Tuesday, February 12, 2013

A very interesting discussion ensued after the New York Times Book Review published an article by Paul Elie called “Has Fiction Lost Its Faith?” The article prompted me to recall the days, 40-plus years ago, when a good many distinguished writers were confessing Christians and wrote books and poetry with Christian themes. Many of us preachers still have recourse to such writers on a regular basis. The names are familiar: T. S. Eliot, W. H. Auden, Flannery O’Connor, Walker Percy, Graham Greene,  Reynolds Price, even John Updike. Mr. Elie questions whether there is anyone writing today, except Marilynne Robinson, who qualifies.

Several people wrote in to offer other names. There were two that particularly interested me.
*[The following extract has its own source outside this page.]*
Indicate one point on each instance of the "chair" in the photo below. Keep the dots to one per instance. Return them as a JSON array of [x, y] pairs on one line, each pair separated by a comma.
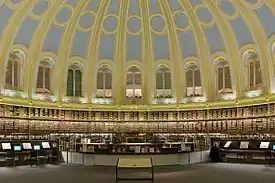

The first was from the editor of The Paris Review, who said that “the religious impulse is hard to miss” in the work of the late lamented David Foster Wallace, and gives several convincing illustrations.

The second letter was even more interesting.  A woman from Queens wrote that Mr. Elie had missed a major genre–crime fiction. As a primary illustration, she cites the novels of James Lee Burke, which feature the corporate crime-fighter Dave Robichaux, whom she describes as a “highly conflicted former alcoholic and regular churchgoer.” As examples of other crime writers, she lists Dennis Lehane, Henning Mankell, Michael Connolly and “any number of others.”

To that I would add the name of one of my favorites, Richard Price, who writes police procedurals. Christian faith plays a significant role in his 1998 Freedomland, perhaps because the detective is African-American, but Price has such a feel for the deep theme of unconditional grace that I was very surprised to learn that he is Jewish. This impulse is much less obvious in Clockers (1992) and Lush Life (2008), but it’s there. (And in addition, they are terrific books. No one writes better dialogue, no one has a better sense of the streets.)

And finally–how could Cormac McCarthy not qualify? (Elie mentions him only to dismiss him.)  For what it’s worth, I am a passionate fan of McCarthy. His suffused sense of Christianity and biblical themes is most obvious in No Country for Old Men and The Road, his most recent novels. Sunset Limited, which was presented on television recently with Tommy Lee Jones and Samuel L. Jackson, also has a strong current of Christianity. Not so with Blood Meridian, his masterpiece; however, in its portrait of unalloyed, unredeemed evil, one can also discern something about the power of Sin and Death that makes that book, also, a rich lode for the seeker after the truth about this world so far fallen from its Creator.